Genpact got its start in 1997 as a business unit of General Electric (GE). In 2005, Genpact was hived off from GE. Two years later, it became a public company. And in 15 years, it’s grown its revenues from less than $500 million to $3.7 billion at the end of 2020. As a whole, business was good in 2020, with revenues up 6% excluding currency, and adjusted operating income rose 5% on the year.
Genpact Limited provides business process outsourcing and information technology (IT) services in North and Latin America, India, Asia, and Europe. It operates in three segments: Banking, Capital Markets and Insurance; Consumer Goods, Retail, Life Sciences, and Healthcare; and High Tech, Manufacturing and Services. The company also offers IT services, including end-user computing support, infrastructure management, application production support, database management services, and transformation services that include digital solutions, consulting services, and analytics services and solutions.

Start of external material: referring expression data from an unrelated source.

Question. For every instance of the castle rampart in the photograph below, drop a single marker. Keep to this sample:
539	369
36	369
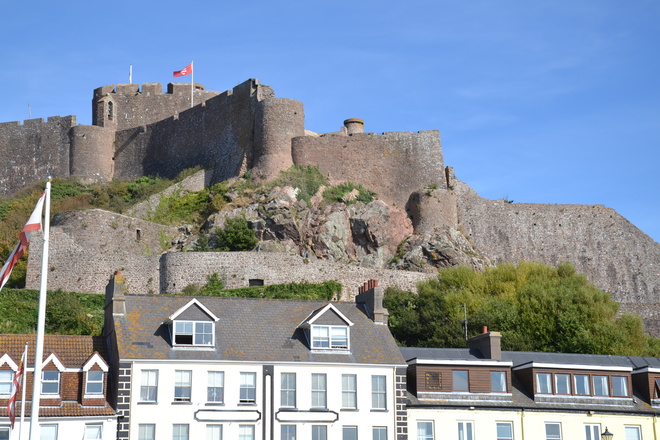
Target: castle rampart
392	164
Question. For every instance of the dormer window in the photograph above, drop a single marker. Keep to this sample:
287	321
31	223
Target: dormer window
193	333
193	325
330	336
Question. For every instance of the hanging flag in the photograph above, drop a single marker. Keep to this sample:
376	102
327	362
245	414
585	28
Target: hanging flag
18	380
185	71
33	224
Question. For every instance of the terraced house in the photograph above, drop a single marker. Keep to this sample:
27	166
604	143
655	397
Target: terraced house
250	369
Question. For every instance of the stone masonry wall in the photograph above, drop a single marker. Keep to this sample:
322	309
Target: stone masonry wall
614	254
86	247
30	151
392	164
179	269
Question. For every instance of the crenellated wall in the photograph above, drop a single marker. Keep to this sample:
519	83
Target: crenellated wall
33	149
391	164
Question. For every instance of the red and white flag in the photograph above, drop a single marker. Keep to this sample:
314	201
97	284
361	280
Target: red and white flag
18	380
33	224
185	71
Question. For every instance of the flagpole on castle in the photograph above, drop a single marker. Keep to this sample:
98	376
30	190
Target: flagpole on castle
41	324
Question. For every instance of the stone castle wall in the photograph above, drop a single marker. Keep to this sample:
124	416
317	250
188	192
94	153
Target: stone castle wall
615	255
33	149
392	164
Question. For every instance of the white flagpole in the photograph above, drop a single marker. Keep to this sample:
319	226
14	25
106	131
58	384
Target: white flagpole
23	383
41	324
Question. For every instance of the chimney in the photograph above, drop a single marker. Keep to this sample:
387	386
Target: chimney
488	343
354	125
114	294
371	296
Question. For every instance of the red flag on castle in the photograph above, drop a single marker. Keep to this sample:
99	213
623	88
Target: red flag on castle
18	380
185	71
33	224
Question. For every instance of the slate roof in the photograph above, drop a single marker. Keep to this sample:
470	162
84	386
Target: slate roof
72	350
251	330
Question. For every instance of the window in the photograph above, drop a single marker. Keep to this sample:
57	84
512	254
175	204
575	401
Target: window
288	432
498	381
600	386
319	390
543	383
248	391
504	431
182	385
193	333
93	432
633	433
288	390
6	378
424	430
349	391
245	432
465	431
94	383
179	432
215	389
213	432
379	433
50	383
563	383
147	432
553	431
378	392
460	380
592	432
620	386
319	432
582	384
149	386
48	432
349	433
329	336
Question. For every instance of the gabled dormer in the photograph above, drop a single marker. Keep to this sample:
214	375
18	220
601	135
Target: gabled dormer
193	325
327	329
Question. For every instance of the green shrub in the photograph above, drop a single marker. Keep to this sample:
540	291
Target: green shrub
236	236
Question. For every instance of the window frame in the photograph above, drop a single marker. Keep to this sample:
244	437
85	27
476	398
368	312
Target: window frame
51	382
198	334
89	382
247	391
212	388
454	374
379	392
349	391
509	425
319	393
287	392
182	385
500	381
552	436
149	387
425	435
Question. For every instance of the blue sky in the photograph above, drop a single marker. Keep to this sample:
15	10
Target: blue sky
545	101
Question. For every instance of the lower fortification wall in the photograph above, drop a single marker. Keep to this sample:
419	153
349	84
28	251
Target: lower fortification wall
181	269
615	255
392	164
30	151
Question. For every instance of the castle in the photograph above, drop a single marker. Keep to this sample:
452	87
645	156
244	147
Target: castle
140	131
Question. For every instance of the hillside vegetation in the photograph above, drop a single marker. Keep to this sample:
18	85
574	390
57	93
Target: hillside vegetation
536	308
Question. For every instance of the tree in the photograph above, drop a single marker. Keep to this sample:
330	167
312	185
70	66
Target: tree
535	306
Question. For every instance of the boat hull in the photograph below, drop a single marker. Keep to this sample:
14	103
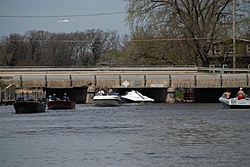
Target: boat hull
234	103
106	101
136	97
26	107
61	105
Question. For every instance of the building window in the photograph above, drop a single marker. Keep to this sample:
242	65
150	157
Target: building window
217	49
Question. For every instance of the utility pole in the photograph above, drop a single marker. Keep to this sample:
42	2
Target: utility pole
234	33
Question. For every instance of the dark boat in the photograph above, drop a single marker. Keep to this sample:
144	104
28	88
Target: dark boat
60	105
29	106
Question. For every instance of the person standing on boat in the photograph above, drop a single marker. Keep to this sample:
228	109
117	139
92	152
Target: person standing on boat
54	97
110	91
100	92
228	94
240	94
64	97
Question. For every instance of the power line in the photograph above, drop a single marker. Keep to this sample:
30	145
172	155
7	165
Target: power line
82	15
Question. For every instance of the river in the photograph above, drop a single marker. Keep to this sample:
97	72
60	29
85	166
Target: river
150	135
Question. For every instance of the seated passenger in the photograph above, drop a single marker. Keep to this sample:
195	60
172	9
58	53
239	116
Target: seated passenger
228	94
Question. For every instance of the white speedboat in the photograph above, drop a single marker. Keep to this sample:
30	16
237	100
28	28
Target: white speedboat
234	102
107	100
135	97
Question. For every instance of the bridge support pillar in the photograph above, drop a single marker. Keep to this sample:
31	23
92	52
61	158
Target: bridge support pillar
170	95
90	95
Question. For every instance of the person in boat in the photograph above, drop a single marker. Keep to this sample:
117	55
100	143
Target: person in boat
49	98
100	92
227	94
54	97
110	92
64	97
240	94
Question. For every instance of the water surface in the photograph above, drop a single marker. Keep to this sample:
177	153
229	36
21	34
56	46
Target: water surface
128	136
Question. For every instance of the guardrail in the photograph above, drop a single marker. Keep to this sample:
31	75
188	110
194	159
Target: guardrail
168	68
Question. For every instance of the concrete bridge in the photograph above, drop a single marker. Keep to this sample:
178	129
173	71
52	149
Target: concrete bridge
207	84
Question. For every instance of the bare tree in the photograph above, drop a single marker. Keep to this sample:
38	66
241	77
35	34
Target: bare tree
194	22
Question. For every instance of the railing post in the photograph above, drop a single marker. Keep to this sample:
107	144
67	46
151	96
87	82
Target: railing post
221	80
95	80
247	78
170	80
46	80
21	81
195	80
70	80
120	80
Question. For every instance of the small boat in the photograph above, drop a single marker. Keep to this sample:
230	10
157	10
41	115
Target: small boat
29	106
135	97
61	105
234	102
105	100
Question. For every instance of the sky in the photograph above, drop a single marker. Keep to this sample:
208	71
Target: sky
44	14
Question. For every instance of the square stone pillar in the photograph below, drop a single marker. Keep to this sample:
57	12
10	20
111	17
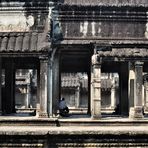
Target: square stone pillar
113	91
137	110
43	87
9	102
146	96
0	86
96	88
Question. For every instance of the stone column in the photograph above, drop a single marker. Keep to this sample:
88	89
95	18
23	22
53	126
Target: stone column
56	84
78	97
131	87
9	103
96	88
123	85
113	91
28	96
137	111
0	86
146	96
50	88
38	91
43	87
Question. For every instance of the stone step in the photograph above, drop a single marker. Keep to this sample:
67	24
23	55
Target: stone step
72	121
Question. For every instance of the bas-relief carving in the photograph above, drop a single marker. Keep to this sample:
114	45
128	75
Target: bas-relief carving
15	22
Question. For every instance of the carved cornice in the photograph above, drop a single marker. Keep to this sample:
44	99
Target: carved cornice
124	52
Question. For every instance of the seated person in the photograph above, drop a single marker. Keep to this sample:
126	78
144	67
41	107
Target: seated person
63	108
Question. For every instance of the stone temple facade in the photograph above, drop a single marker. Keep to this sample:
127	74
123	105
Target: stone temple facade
95	37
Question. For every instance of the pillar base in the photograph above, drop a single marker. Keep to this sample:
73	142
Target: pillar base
136	113
43	115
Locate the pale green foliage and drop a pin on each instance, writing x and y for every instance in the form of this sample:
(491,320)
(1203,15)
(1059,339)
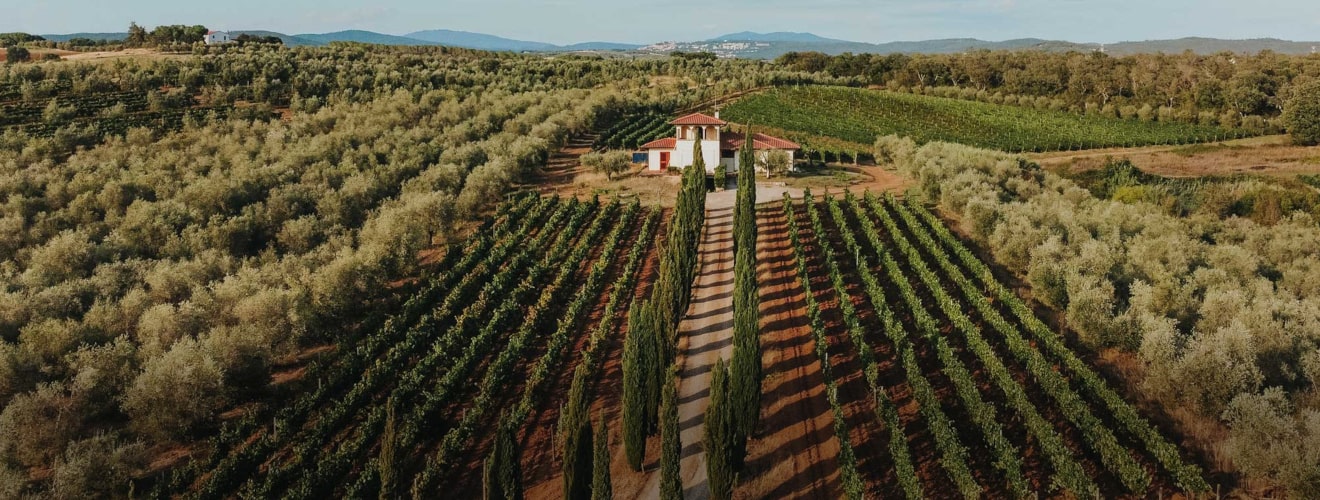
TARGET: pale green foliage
(176,391)
(610,162)
(64,257)
(36,425)
(97,467)
(775,162)
(894,151)
(1270,438)
(1302,114)
(1215,309)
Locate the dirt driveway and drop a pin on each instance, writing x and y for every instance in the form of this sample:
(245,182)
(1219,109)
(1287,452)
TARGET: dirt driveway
(706,335)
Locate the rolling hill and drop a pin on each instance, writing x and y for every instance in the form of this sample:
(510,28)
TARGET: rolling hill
(770,45)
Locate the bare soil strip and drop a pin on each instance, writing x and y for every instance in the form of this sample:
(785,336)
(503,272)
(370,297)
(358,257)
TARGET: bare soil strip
(795,453)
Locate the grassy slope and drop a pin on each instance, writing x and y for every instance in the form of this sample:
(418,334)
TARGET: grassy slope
(859,115)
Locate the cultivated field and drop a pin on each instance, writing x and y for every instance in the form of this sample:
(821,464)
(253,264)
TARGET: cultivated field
(483,344)
(859,115)
(932,358)
(359,271)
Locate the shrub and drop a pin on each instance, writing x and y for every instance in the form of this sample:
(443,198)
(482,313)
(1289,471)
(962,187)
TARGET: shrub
(1302,114)
(98,467)
(176,392)
(1266,441)
(36,425)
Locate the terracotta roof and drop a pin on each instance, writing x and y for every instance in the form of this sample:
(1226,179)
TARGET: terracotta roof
(734,140)
(668,143)
(698,119)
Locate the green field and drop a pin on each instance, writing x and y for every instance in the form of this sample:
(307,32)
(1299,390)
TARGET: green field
(861,115)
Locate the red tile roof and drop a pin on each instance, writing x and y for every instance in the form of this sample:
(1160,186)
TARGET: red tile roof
(698,119)
(734,140)
(668,143)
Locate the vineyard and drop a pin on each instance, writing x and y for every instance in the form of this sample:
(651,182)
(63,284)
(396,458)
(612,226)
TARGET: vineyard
(634,131)
(969,391)
(862,115)
(479,347)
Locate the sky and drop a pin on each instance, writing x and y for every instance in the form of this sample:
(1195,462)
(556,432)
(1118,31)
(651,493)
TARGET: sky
(566,21)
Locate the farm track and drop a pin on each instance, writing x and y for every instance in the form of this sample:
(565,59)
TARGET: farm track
(705,335)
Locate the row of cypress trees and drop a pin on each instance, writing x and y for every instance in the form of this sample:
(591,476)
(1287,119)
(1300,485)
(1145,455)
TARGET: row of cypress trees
(650,348)
(735,396)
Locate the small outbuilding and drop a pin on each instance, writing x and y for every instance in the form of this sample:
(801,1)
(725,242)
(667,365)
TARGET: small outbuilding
(218,37)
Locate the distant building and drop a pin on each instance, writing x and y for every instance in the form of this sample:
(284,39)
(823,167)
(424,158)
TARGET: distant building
(218,37)
(717,145)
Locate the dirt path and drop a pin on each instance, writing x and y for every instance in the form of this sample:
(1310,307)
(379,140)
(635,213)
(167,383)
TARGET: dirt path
(795,453)
(705,335)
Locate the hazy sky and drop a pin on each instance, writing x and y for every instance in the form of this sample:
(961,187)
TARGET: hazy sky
(564,21)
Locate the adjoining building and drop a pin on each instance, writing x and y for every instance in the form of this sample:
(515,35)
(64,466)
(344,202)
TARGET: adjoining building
(716,143)
(218,37)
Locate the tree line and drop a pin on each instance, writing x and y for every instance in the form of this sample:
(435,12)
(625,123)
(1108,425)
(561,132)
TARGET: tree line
(1171,86)
(1220,313)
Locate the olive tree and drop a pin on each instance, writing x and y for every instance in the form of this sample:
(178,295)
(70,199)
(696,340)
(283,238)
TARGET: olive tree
(776,162)
(98,467)
(36,425)
(16,54)
(1302,114)
(1266,439)
(176,392)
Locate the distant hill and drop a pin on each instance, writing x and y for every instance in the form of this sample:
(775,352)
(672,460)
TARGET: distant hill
(362,37)
(776,37)
(1212,45)
(288,38)
(478,41)
(601,46)
(770,45)
(89,36)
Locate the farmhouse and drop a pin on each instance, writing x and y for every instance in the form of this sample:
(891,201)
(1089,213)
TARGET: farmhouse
(716,143)
(217,37)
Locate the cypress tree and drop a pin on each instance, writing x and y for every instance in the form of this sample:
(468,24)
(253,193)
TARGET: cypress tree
(636,379)
(601,487)
(671,445)
(577,463)
(388,450)
(718,438)
(502,475)
(746,370)
(574,421)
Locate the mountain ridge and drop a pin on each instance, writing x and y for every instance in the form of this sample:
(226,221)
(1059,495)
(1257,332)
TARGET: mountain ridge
(771,45)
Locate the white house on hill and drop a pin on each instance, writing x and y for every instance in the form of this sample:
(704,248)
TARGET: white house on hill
(716,143)
(218,37)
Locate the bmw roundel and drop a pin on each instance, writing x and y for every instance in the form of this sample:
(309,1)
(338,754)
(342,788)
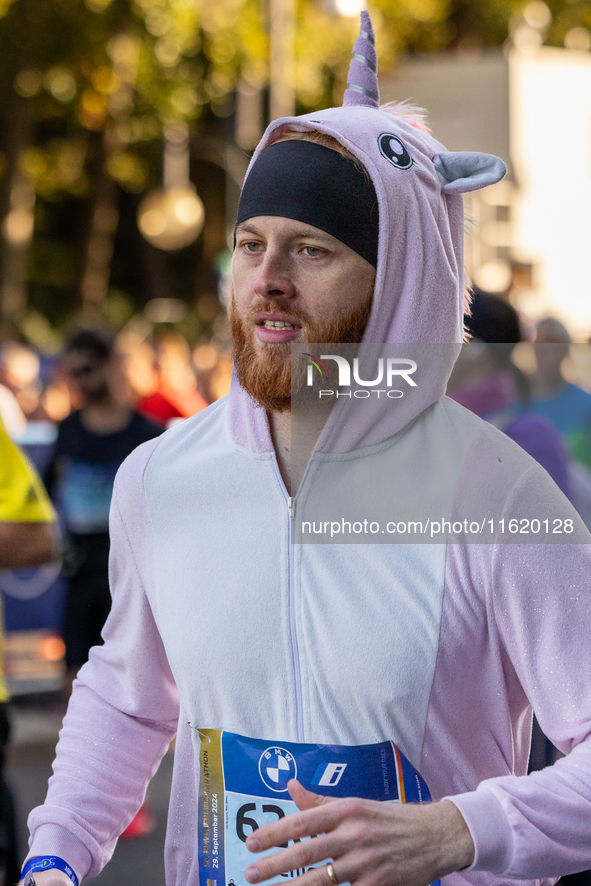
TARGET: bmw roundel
(394,151)
(276,767)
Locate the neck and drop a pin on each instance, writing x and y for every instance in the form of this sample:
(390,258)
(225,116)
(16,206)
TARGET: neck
(294,435)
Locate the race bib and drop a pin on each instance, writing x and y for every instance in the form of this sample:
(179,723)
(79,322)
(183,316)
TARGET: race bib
(243,786)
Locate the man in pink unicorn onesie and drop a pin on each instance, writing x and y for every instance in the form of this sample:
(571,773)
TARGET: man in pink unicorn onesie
(350,229)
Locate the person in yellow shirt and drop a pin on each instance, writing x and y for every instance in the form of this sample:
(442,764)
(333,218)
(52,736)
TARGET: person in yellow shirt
(28,536)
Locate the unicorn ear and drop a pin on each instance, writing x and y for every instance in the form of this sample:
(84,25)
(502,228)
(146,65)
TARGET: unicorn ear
(464,171)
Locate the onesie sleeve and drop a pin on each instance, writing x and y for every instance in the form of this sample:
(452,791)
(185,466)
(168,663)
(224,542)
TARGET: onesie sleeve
(539,596)
(124,707)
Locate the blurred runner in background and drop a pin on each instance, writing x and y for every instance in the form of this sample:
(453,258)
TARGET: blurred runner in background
(487,382)
(92,442)
(28,536)
(567,406)
(162,378)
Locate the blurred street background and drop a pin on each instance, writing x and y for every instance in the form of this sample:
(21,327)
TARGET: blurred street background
(126,128)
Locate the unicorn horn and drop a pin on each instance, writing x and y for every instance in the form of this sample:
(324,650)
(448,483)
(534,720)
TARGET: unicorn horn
(362,85)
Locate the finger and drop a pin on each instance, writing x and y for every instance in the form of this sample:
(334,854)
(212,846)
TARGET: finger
(303,798)
(308,823)
(298,857)
(315,875)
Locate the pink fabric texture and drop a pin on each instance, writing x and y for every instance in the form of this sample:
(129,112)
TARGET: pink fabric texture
(514,620)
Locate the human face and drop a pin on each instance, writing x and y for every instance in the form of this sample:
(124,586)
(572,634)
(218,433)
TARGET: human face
(87,374)
(292,282)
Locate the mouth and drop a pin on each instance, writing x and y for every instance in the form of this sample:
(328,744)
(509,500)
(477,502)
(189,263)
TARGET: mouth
(277,327)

The stock plunged 7.1% since the earnings release on May 10, as the company‘s earnings guidance for 2021 was weak. For the full year, adjusted earnings per share are (EPS) currently anticipated in the range of $2.27-2.30 per share (previous guidance: $2.26-2.29 per share). Revenues for 2021 are expected to be between $3.93 and $3.99 billion.
The company generated $77.2 million of cash from operating activities, and capex was $12 million. Genpact returned $89.8 million to shareholders through share repurchases and $20 million through dividends in the quarter. You won’t get rich owning Genpact, but it will deliver reasonably consistent returns over the long haul.